Partnering with digital agency dxw, we formed a multidisciplinary team to create the new site that would upload, store and publish court judgments and tribunal decisions.
Working together, we shared our technical and domain expertise and set about creating the service in the cloud, connecting the database and the frontend, and making sure the fundamentals of the searching and browsing of judgments provided an accessible and seamless user experience.
With the Service Standard and shared agile working practices and expectations underpinning our approach, we were able to bring together a blended team that delivered the project in just three months.
Accessible, anywhere on any device
Previous case law publishing methods have focused on the needs of users working within the legal profession, but the Find Case Law project takes a different approach.
Removing barriers for users like paywalls, the service provides a straightforward way to record and find judgments, making them accessible to anyone on any device, from members of the public to legal professionals and publishers.
At the back-end, we have connected the service to an existing secure way for clerks and judges to transfer judgments to the archive, so we can make them quickly available for publication and re-use.
Judgments can be viewed online in HTML format and downloaded as PDF, but we've also made them available in XML format. This means the data is machine-readable and facilitates further processing and analysis using data analytics and machine learning.

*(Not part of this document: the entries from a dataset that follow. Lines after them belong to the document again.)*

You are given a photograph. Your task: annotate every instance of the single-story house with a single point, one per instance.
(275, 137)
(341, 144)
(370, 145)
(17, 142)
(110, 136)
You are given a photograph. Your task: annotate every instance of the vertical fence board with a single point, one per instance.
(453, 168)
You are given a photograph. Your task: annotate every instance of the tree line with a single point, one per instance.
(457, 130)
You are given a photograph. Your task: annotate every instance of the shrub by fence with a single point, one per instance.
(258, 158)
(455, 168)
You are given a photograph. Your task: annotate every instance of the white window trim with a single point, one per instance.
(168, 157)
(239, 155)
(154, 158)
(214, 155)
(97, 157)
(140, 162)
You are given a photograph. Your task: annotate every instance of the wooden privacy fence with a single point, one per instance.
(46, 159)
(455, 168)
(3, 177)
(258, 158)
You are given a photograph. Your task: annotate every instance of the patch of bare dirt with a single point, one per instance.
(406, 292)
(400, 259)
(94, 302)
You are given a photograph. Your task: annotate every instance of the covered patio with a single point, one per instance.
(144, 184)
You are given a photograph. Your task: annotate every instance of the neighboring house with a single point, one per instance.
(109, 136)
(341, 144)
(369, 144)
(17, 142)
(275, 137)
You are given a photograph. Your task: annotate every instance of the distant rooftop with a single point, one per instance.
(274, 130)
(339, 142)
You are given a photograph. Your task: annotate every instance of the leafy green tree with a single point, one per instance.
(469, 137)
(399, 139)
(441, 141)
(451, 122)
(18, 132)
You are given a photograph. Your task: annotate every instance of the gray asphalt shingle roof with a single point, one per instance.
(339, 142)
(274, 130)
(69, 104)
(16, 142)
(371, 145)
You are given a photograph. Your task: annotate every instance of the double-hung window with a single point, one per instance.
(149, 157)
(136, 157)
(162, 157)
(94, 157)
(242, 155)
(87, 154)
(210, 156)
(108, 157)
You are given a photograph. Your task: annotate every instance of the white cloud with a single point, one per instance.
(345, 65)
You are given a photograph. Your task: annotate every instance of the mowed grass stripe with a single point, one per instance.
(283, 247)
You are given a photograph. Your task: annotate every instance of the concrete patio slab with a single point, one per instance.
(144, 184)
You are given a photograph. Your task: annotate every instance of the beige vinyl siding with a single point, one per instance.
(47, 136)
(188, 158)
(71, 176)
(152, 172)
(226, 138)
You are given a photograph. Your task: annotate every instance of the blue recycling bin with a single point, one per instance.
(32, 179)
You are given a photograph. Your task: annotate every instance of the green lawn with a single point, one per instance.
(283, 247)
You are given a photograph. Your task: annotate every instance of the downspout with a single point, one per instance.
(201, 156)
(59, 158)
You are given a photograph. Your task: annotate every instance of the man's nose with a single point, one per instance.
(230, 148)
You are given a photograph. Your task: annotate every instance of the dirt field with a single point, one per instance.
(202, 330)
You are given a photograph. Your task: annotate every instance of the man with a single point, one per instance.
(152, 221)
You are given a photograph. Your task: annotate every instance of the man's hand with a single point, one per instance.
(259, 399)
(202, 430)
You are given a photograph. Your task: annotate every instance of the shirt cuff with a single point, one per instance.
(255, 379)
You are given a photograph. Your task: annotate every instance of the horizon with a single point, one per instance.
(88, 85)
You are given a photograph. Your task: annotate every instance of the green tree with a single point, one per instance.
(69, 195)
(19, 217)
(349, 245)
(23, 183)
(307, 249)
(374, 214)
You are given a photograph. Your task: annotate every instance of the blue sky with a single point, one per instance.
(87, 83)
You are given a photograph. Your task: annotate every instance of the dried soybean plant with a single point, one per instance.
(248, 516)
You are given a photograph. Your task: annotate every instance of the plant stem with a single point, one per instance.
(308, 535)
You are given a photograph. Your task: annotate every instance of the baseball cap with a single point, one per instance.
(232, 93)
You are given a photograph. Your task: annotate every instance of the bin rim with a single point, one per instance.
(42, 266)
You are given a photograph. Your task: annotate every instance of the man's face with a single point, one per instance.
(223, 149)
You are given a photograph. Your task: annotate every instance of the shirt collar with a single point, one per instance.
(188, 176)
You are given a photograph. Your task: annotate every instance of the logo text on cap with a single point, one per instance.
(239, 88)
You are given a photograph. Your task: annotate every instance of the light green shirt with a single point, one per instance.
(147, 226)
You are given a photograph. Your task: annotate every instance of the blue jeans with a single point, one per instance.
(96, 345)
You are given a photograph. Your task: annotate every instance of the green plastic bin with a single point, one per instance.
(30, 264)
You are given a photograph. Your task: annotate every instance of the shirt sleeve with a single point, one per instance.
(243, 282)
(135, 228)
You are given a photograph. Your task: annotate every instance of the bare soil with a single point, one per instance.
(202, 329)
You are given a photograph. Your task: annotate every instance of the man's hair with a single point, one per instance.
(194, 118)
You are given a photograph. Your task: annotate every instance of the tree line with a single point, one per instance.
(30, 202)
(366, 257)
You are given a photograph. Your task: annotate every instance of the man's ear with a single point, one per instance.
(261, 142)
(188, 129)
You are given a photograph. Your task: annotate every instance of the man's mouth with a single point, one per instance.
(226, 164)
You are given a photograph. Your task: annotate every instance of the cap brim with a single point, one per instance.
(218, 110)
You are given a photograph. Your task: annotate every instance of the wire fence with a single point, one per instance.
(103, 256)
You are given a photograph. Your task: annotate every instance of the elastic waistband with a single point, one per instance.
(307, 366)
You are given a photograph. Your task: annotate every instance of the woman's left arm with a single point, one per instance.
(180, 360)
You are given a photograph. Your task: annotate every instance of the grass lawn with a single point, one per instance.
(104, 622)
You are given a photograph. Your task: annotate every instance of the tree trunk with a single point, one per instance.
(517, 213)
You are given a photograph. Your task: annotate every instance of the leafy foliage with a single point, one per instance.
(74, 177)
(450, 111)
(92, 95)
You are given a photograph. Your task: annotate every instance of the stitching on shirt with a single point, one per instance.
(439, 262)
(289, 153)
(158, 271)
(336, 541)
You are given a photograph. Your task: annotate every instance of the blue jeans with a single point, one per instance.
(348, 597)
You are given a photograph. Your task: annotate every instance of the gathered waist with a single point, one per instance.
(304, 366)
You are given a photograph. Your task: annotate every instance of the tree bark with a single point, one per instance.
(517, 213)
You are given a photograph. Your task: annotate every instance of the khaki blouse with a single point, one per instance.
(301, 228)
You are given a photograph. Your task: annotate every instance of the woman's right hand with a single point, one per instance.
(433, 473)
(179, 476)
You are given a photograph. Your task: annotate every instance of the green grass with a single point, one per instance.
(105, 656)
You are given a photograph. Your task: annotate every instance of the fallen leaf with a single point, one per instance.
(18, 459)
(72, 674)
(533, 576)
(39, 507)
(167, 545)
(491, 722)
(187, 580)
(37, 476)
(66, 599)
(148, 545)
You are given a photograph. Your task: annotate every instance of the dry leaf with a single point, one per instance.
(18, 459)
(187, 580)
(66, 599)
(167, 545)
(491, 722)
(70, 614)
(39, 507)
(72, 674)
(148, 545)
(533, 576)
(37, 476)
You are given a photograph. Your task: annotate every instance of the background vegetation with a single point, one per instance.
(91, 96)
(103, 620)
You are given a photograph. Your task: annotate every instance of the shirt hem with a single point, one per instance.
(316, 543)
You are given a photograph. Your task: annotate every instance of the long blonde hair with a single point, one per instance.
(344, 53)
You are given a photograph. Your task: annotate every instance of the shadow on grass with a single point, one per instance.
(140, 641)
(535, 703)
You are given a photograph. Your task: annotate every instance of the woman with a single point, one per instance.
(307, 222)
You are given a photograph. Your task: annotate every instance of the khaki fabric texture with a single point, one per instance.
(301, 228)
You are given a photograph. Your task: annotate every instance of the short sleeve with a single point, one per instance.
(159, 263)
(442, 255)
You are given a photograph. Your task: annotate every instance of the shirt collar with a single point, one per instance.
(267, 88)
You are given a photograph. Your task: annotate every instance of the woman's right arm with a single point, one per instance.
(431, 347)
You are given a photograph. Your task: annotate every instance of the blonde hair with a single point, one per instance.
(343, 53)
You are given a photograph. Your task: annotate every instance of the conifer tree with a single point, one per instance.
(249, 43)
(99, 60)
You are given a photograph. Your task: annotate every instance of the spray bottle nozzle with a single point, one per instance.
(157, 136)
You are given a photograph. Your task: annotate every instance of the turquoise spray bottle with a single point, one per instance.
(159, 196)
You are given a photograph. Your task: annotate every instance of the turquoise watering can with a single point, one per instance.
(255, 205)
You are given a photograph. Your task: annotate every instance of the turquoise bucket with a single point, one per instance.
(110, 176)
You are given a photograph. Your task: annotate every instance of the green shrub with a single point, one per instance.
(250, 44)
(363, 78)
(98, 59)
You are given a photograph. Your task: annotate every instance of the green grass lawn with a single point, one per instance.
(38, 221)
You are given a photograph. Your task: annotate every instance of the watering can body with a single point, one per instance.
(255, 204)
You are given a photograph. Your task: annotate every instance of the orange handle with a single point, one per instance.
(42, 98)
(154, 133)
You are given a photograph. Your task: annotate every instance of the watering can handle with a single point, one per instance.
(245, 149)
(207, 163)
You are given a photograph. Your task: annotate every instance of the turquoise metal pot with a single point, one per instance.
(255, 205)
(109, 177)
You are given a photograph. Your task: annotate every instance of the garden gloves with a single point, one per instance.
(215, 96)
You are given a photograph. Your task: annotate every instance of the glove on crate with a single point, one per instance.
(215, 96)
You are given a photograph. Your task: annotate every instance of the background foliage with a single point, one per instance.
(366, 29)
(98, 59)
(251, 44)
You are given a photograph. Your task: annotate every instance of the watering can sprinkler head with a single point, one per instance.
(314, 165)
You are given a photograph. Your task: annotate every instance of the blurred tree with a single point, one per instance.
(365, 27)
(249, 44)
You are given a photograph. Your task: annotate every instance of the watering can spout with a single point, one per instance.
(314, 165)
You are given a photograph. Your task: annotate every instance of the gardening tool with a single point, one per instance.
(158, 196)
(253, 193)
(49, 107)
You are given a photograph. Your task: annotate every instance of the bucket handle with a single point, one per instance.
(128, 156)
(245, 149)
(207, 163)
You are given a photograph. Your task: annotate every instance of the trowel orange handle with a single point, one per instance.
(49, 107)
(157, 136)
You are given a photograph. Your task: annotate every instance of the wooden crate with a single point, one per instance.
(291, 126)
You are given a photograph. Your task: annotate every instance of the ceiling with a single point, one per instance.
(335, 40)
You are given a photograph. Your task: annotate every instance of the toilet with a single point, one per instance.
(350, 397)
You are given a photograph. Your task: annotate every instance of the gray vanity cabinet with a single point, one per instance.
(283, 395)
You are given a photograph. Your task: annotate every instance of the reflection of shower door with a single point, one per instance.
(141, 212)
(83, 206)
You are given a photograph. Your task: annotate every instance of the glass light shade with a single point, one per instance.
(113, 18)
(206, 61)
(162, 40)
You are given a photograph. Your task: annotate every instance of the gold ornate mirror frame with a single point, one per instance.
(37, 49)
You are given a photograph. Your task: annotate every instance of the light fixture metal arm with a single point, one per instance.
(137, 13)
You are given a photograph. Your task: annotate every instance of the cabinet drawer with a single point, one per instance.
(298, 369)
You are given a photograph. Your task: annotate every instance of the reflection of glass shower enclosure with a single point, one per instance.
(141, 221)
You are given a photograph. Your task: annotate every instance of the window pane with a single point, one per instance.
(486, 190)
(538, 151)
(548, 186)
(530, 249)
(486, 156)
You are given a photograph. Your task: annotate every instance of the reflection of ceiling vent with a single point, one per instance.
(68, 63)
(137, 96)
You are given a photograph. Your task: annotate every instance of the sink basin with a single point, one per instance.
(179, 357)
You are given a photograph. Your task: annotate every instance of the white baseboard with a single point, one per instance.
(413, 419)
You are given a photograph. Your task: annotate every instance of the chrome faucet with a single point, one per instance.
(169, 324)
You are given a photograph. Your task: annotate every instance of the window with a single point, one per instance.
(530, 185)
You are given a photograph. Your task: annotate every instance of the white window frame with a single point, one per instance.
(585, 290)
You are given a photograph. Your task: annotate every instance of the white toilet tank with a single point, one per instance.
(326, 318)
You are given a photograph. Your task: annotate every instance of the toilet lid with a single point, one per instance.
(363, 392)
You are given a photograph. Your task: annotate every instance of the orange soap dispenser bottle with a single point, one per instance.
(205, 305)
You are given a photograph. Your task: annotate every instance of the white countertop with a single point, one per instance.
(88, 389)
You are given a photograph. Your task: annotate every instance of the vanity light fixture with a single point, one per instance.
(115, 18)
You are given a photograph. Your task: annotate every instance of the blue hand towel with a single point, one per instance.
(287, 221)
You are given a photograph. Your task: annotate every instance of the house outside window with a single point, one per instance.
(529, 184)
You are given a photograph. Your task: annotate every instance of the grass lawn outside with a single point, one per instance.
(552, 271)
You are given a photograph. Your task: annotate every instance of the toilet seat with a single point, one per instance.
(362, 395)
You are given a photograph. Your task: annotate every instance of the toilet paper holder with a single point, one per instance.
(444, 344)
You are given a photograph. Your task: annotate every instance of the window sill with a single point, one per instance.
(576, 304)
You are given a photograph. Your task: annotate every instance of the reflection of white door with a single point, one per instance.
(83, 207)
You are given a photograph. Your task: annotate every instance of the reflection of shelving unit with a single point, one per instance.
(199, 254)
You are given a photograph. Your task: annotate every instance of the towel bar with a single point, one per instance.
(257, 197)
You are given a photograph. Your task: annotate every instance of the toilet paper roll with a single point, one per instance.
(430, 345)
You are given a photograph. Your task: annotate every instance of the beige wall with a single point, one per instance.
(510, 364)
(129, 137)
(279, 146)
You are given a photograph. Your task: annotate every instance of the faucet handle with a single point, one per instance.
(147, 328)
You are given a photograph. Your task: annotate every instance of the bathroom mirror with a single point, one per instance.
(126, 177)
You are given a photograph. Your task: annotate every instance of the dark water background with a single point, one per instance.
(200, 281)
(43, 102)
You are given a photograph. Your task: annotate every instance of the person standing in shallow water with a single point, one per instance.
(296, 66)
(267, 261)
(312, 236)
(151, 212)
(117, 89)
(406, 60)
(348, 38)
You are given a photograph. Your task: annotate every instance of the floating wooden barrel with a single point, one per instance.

The investment in modernising the storing and publication process has put in place the infrastructure needed to build a complete public record, which is vital for research. Through appropriate use, and published under a clear re-use license, it presents an opportunity to gather new insights into how our justice system is operating and how our law is evolving, at the same time protecting the proper administration of justice.
An important step forward for open justice
It's a breakthrough digital service, not just in terms of transparency, re-use, and improved public access but also the long-term digital preservation of primary sources of law. Now court and tribunal decisions from The Supreme Court, Court of Appeal, High Court, and Upper Tribunals are available online.
There are more developments in the pipeline, and over the coming months and years, we will work to expand the breadth of what is published and made accessible to the public, including judgments from the lower courts and tribunals.
Find Case Law marks an important step in open justice and demonstrates the importance of creating a sustainable infrastructure for digital record keeping in the UK.
John Sheridan and Nicki Welch are Digital Director and Service Owner - Access to Digital Records, respectively, at the National Archives.